Check out my Java library if you want to see how I dealt with these things. Also I have a bunch of unit tests there that I either came up with or borrowed from other Cuckoo libs. Should be pretty easy to convert some of those to python :) .


Cheers, Mark

Hi Mark,

One of the authors here. Great points especially on the "No victim cache" aka insertion failure. This was mostly a test implementation for us to see how cuckoo filters work, but agree that it is critical to have these issues fixed.

I'll check out your library for improvements.


No problem, The paper authors left a lot of the specifics off... I got burned by the victim cache too. I saw one in their reference code and thought it was pointless until weeks later when I got around to writing tests and had one of those aha moments.

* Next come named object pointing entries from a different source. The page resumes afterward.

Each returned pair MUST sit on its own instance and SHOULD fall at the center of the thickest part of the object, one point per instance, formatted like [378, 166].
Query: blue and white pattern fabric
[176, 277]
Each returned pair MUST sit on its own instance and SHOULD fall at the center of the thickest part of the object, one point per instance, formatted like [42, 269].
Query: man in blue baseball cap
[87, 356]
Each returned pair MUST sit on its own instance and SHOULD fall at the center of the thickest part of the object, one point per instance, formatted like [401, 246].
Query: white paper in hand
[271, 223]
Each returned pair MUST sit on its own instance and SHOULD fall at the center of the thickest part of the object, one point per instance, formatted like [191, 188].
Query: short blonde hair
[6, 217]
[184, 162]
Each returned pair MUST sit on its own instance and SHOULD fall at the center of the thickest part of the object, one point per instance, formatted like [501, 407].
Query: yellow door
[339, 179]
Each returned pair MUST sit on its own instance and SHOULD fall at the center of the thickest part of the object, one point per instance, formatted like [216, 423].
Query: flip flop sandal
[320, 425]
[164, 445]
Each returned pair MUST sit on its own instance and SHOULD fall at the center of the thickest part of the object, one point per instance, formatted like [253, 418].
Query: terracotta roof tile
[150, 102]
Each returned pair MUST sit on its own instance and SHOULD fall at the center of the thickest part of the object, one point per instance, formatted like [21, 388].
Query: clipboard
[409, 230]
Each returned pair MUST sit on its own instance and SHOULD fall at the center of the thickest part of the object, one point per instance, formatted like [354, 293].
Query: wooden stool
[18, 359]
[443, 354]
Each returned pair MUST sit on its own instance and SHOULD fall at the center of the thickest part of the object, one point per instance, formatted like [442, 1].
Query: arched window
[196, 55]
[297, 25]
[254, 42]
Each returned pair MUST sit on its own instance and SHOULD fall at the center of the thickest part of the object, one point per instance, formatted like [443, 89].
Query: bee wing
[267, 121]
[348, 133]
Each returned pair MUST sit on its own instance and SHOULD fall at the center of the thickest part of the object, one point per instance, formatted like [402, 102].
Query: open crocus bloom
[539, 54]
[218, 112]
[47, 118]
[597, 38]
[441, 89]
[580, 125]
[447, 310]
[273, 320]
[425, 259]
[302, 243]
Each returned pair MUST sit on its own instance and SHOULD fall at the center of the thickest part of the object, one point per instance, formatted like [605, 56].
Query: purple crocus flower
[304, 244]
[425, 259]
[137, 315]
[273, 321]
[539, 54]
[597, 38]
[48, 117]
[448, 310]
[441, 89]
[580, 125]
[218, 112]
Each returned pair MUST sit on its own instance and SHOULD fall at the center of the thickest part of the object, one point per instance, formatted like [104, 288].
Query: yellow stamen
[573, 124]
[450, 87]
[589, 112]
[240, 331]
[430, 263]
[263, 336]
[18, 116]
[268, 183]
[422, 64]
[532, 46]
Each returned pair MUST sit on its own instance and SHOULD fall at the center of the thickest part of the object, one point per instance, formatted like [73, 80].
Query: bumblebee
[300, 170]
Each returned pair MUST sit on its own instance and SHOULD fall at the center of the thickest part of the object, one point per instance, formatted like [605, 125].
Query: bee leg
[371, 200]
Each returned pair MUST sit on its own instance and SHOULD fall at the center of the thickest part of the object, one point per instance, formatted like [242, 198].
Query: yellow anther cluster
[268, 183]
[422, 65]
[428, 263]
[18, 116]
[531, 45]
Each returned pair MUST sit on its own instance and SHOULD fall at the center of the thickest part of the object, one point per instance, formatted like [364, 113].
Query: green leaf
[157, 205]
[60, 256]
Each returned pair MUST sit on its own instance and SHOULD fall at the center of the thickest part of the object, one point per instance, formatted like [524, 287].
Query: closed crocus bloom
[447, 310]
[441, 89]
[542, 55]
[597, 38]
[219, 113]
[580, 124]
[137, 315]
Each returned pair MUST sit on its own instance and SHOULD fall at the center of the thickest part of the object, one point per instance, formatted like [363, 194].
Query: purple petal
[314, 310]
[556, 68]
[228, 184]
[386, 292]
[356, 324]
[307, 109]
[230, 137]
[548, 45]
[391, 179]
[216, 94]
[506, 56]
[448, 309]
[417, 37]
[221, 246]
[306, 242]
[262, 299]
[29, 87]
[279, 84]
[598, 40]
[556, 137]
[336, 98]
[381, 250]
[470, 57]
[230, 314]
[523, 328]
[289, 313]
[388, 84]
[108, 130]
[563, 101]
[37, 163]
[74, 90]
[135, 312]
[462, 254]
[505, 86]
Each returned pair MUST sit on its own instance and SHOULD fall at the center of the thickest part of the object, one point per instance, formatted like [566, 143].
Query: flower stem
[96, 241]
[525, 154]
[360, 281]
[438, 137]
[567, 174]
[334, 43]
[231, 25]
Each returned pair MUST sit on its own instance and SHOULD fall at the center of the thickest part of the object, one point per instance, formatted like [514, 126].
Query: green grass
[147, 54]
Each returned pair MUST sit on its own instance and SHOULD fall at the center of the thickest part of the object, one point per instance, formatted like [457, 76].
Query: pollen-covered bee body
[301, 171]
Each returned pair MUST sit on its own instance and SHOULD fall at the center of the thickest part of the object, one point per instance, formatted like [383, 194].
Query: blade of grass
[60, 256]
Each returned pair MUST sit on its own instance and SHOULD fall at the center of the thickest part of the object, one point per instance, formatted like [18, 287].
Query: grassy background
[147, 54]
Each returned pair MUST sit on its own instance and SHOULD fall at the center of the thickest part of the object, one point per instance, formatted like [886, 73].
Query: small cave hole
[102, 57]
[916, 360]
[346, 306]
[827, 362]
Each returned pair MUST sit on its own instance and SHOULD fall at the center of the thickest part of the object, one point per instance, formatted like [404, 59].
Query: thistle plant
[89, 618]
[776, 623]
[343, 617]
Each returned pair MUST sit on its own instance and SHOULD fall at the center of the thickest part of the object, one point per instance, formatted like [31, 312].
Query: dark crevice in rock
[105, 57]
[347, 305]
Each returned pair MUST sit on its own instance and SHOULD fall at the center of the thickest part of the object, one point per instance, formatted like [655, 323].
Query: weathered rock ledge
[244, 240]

> With the Cuckoo filter, we notice an insertion throughput increase of up to 85 percent as it fills up to 80 percent capacity

That's not a throughput increase, that's a throughput decrease. Throughput is operations per unit time, not time per operation.

Hmmm.... this might be an artifact of the python implementation?

The insert speed should be roughly constant until the filter begins moving items into their alternate buckets(when one of the two buckets for that item is full). In my implementation this doesn't usually happen until well over 90% capacity.

Insert speed will slow slightly as the filters fills up if the implementation uses a shortcut to determine the first empty bucket position by just checking if it's zero. Conceptually, if a bucket is empty you only need to check the first position before the insert. When the filter is half full you need to check ~%50 of bucket positions before an insert. In practice the bucket operations are so fast and buckets only hold 4 items each, I haven't noticed a difference.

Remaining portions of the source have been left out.